Ramotar, Çin’in Kuşak ve Yol Girişimi’ni ve küresel Güney ile işbirliğini bir “kazan-kazan” modeli olarak övdü. Bu modeli IMF ve Dünya Bankası’nın kalkınmayı engelleyen koşullarıyla kıyaslayan Ramotar, “Eğer Batı da bu girişimlere katılsaydı, yaşamımız boyunca yoksulluğu ortadan kaldırabilirdik,” yorumunu yaptı.
Ján Čarnogurský: Avrupa’dan bir görüş
Slovakya’nın eski Başbakanı Ján Čarnogurský ise, Avrupa ülkelerinin politikalarını keskin bir dille eleştirdi. 1990’ların başında NATO’nun doğuya genişlemeyeceğine dair verilen sözlerin tutulmadığını hatırlattı. Minsk Anlaşmaları’nın yerine getirilmemesini ve Yugoslavya krizindeki tutarsız politikaları kınadı.

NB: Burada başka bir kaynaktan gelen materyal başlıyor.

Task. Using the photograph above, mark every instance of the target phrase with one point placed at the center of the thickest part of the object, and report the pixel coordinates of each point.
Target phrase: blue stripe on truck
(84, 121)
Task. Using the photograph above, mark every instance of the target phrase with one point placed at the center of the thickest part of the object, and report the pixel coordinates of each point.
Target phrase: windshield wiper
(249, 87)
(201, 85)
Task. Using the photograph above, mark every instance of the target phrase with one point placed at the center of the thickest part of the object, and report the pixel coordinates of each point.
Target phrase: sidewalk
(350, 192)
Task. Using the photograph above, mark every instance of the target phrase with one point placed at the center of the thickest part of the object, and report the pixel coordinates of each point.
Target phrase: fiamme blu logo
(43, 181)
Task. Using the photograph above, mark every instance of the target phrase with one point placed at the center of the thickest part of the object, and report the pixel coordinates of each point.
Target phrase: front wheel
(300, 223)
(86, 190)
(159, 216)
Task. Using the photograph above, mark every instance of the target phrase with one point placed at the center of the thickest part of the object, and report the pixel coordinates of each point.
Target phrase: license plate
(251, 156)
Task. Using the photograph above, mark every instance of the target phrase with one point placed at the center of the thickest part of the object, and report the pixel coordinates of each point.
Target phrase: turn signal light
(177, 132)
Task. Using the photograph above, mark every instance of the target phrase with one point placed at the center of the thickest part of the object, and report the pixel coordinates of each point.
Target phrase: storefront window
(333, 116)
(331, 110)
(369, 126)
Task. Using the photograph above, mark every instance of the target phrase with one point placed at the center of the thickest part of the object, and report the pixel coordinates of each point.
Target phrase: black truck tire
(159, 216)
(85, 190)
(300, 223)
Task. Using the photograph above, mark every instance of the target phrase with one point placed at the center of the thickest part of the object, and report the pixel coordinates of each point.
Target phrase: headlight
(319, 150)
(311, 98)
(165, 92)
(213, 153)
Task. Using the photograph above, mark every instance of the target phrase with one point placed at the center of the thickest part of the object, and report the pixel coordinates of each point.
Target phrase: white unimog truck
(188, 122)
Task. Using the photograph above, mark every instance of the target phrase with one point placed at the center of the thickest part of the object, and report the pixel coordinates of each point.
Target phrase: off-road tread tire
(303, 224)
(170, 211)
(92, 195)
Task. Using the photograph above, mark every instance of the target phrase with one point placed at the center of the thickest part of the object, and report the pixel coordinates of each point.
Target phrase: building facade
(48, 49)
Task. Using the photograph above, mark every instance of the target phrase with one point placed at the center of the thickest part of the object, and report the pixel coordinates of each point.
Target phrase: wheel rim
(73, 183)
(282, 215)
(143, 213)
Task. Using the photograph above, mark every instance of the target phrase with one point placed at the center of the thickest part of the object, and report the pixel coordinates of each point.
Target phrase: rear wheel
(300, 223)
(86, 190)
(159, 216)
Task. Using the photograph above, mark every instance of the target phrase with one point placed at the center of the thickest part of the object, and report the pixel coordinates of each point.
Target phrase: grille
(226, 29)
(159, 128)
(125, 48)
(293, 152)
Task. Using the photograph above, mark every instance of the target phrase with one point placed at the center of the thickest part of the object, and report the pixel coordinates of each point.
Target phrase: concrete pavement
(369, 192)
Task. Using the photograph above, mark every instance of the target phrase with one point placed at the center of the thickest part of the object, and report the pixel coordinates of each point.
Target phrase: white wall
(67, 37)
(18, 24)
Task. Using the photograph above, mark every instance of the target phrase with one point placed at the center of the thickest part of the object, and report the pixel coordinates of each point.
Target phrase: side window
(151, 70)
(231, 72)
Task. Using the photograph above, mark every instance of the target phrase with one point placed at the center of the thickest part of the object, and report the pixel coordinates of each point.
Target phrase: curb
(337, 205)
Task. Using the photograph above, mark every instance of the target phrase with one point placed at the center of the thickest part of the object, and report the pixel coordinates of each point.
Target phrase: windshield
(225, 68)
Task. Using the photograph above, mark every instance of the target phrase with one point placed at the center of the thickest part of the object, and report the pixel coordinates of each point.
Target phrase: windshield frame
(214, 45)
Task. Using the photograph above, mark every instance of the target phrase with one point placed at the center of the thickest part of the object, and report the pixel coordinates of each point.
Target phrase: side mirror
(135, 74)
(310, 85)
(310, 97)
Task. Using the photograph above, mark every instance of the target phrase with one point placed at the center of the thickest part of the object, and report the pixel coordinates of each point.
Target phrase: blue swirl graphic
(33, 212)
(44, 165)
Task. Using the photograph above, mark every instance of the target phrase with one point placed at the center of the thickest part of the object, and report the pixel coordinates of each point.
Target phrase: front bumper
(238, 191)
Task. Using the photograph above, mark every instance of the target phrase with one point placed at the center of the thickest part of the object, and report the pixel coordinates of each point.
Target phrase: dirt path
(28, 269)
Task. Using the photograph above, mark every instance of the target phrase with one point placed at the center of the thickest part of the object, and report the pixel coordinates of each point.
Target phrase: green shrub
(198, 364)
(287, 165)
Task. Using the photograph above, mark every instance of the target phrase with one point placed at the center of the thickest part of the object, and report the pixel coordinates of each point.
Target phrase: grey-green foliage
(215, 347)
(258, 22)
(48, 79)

Čarnogurský, ABD politikasının gerçekte kim tarafından yönlendirildiğini sorguladı ve Avrupa’nın Washington ile Londra’ya boyun eğmesini de eleştirdi.
Čarnogurský, ABD’nin dayattığı politikalar yüzünden Avrupa ülkelerinin kendi sanayilerini kaybederek Amerikan topraklarına kaptırdığını kaydetti. Rusya’nın batıya doğru ilerleme niyeti olmadığını vurgulayan eski Başbakan, Ukrayna savaşının sonsuz tırmanış yerine müzakerelerle sonlandırılması gerektiğini söyledi.
Čarnogurský, “Batı, Ukrayna’da savaşı kaybederse bu belki de sorunları basitleştirir ve istikrarlı barış görüşmelerinin önünü açar,” diye konuştu.
Chas W. Freeman: Diplomasi terk edildi
Bunun yanı sıra tecrübeli bir Amerikalı diplomat olan Büyükelçi Chas W. Freeman, nükleer sınırda dolaşmanın tehlikelerini hatırlattı.
Freeman, “İkinci Dünya Savaşı sonrası insani dünya düzeni artık öldü,” vurgusunu yaptı.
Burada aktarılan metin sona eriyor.